Hefty oil and gold imports weighed on India's external position during the quarter, although economists said they expect the data to improve in the June quarter as oil prices fell and gold imports eased.

India's balance of payments deficit was $5.7 billion in the first three months of 2012, an improvement on the $12.8 billion deficit in the December quarter.

In the March quarter of 2011, the balance of payments was in surplus of $2 billion, RBI data showed.

"Despite the slowdown in economic activity and rupee depreciation, growth in merchandise imports moderated only mildly from 27.7 per cent in Q4 of 2010-11 to 22.6 per cent in Q4 of 2011-12, reflecting inelastic demand for gold and oil," the Reserve Bank of India said on Friday.

The country's current account deficit was $21.7 billion in the March quarter, or 4.5 percent of GDP, the highest since at least the June quarter of 1982, according to Reuters EcoWin data.

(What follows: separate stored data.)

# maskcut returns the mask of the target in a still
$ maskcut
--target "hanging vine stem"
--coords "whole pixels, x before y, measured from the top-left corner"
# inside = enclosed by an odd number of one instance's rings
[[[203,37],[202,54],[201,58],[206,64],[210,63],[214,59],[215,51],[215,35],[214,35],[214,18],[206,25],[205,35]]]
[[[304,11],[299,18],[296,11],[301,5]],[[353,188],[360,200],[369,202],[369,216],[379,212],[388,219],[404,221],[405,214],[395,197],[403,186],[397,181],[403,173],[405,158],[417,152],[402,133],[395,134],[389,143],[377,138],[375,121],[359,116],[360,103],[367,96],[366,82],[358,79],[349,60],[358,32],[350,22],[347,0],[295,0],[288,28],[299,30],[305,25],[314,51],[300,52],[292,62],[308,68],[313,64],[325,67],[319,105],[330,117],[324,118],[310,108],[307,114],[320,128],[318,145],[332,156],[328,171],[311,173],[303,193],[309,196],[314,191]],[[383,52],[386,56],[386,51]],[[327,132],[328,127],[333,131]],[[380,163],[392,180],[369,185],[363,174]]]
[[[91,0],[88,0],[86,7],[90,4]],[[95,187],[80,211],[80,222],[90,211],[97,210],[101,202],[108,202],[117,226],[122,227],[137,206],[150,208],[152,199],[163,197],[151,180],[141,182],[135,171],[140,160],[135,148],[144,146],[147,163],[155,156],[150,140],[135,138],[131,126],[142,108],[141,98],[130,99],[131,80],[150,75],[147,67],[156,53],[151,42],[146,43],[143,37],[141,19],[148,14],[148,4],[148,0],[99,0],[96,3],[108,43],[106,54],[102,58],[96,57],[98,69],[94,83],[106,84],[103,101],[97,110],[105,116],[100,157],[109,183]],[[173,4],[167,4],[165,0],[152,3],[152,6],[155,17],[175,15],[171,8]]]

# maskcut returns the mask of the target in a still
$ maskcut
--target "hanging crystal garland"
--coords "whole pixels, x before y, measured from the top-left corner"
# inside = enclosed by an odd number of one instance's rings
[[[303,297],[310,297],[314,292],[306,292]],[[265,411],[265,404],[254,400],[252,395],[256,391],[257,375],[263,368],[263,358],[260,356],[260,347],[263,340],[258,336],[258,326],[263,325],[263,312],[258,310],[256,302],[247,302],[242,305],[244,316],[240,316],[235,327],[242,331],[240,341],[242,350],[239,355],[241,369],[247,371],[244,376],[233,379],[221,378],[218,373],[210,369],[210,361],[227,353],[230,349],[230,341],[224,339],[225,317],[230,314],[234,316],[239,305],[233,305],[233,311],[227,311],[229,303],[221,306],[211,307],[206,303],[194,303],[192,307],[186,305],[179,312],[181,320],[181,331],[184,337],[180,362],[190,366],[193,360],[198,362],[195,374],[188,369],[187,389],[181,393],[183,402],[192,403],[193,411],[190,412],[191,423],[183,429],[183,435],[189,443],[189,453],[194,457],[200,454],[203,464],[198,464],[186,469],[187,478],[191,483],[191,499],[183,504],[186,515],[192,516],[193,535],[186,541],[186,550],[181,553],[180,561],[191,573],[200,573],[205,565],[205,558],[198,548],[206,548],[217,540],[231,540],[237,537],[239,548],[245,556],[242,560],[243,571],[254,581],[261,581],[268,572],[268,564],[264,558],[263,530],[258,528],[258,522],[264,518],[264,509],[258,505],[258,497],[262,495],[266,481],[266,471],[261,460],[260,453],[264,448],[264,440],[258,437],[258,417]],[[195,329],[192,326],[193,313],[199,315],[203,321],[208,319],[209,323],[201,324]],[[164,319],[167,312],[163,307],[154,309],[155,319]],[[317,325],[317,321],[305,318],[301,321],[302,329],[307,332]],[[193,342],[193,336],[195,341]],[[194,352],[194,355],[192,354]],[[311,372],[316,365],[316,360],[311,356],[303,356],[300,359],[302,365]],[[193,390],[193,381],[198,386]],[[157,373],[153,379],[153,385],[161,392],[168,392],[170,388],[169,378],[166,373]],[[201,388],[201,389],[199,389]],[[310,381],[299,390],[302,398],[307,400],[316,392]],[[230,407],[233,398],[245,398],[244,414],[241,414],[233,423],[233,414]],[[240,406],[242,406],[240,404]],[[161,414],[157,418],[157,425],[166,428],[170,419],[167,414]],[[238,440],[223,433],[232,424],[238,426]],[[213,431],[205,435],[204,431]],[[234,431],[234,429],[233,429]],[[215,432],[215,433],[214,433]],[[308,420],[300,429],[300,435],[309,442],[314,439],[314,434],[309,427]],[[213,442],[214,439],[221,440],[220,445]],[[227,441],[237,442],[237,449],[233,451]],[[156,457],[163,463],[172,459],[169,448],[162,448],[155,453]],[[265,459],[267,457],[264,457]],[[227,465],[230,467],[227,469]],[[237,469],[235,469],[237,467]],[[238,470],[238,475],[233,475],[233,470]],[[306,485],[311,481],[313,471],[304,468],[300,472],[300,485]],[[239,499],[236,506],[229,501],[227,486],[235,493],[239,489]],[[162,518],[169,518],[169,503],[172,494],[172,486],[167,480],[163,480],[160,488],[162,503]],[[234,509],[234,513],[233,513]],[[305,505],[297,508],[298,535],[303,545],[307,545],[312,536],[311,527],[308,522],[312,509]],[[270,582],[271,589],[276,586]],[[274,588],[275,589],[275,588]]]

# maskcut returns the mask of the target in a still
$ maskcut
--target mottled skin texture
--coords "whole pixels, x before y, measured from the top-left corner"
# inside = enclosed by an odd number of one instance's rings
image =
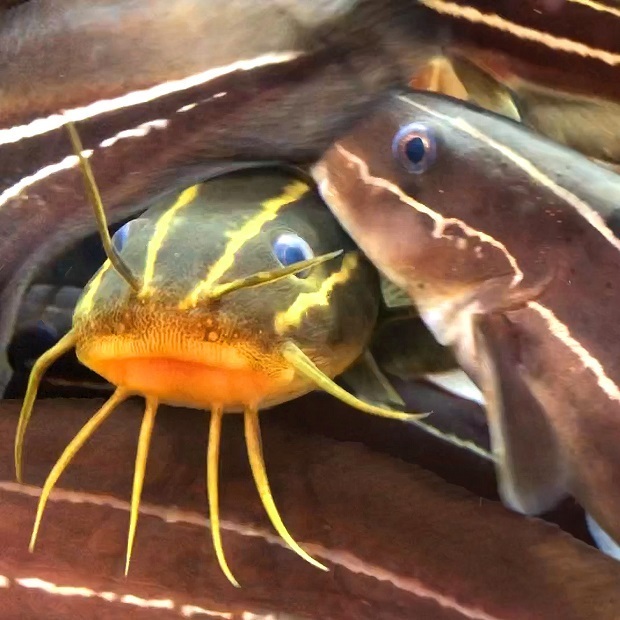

The deficit was $6.3 billion in the same quarter a year earlier, Reserve Bank of India data showed.

For the full fiscal year of 2011/12 that ended in March, the current account deficit was $78.2 billion or 4.2 percent of GDP, deeper than the $46 billion deficit in 2010/11, the RBI said.

In the December quarter, the current account deficit was $19.95 billion.

"I expect the (current account) deficit to reduce over the next two quarters due to lower oil prices, and slower gold imports," said D.K. Joshi, chief economist at CRISIL, adding that he expects the current account deficit for the current fiscal year at 3.6 percent of GDP.

India's trade deficit in the March quarter stood at $51.6 billion, from a $48.7 billion d eficit i n the December quarter and a $30 billion deficit a year earlier.

The widening current account gap in 2011/12 was "largely reflecting higher trade deficit on account of subdued external demand and relatively inelastic imports of POL (petroleum, oil and lubricants) and gold and silver," the RBI said.